Live while the DNA lasts. The role of autophagy in DNA loss and survival of diploid yeast cells during chronological aging

Tuguldur Enkhbaatar1, , Marek Skoneczny1, , Karolina Stępień2, , Mateusz Mołoń3, , Adrianna Skoneczna1, ,

  • 1 Institute of Biochemistry and Biophysics, Polish Academy of Sciences, Warsaw 02-106, Poland
  • 2 Institute of Medical Sciences, Rzeszów University, Rzeszów 35-959, Poland
  • 3 Institute of Biology, Rzeszów University, Rzeszów 35-601, Poland

Received: June 13, 2023       Accepted: September 6, 2023       Published: October 9, 2023
How to Cite

Copyright: © 2023 Enkhbaatar et al. This is an open access article distributed under the terms of the Creative Commons Attribution License (CC BY 3.0), which permits unrestricted use, distribution, and reproduction in any medium, provided the original author and source are credited.

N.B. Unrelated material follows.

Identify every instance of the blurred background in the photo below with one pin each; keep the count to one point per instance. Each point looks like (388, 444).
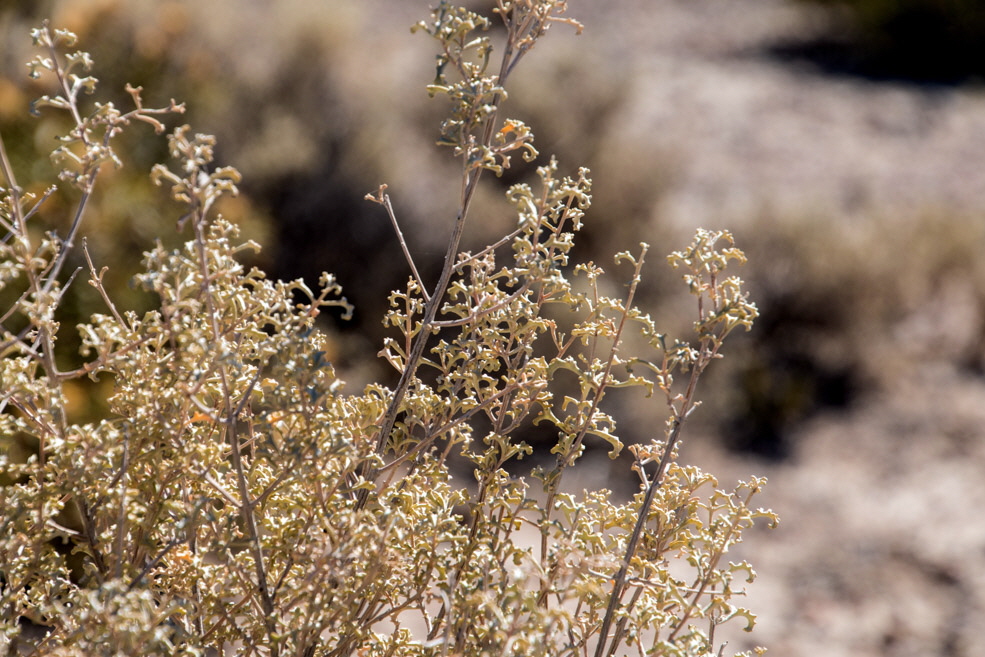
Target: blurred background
(842, 141)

Aging is inevitable and affects all cell types, thus yeast cells are often used as a model in aging studies. There are two approaches to studying aging in yeast: replicative aging, which describes the proliferative potential of cells, and chronological aging, which is used for studying post-mitotic cells. While analyzing the chronological lifespan (CLS) of diploid Saccharomyces cerevisiae cells, we discovered a remarkable phenomenon: ploidy reduction during aging progression. To uncover the mechanism behind this unusual process we used yeast strains undergoing a CLS assay, looking for various aging parameters. Cell mortality, regrowth ability, autophagy induction and cellular DNA content measurements indicated that during the CLS assay, dying cells lost their DNA, and only diploids survived. We demonstrated that autophagy was responsible for the gradual loss of DNA. The nucleophagy marker activation at the start of the CLS experiment correlated with the significant drop in cell viability. The activation of piecemeal microautophagy of nucleus (PMN) markers appeared to accompany the chronological aging process until the end. Our findings emphasize the significance of maintaining at least one intact copy of the genome for the survival of post-mitotic diploid cells. During chronological aging, cellular components, including DNA, are exposed to increasing stress, leading to DNA damage and fragmentation in aging cells. We propose that PMN-dependent clearance of damaged DNA from the nucleus helps prevent genome rearrangements. However, as long as one copy of the genome can be rebuilt, cells can still survive.


CFU: colony forming units; CLS: chronological lifespan; DSB: double-strand break; NHEJ: non-homologous end joining; PFGE: pulse-field gel electrophoresis; PI: propidium iodide; PMN: piecemeal microautophagy of nucleus; RLS: replicative lifespan.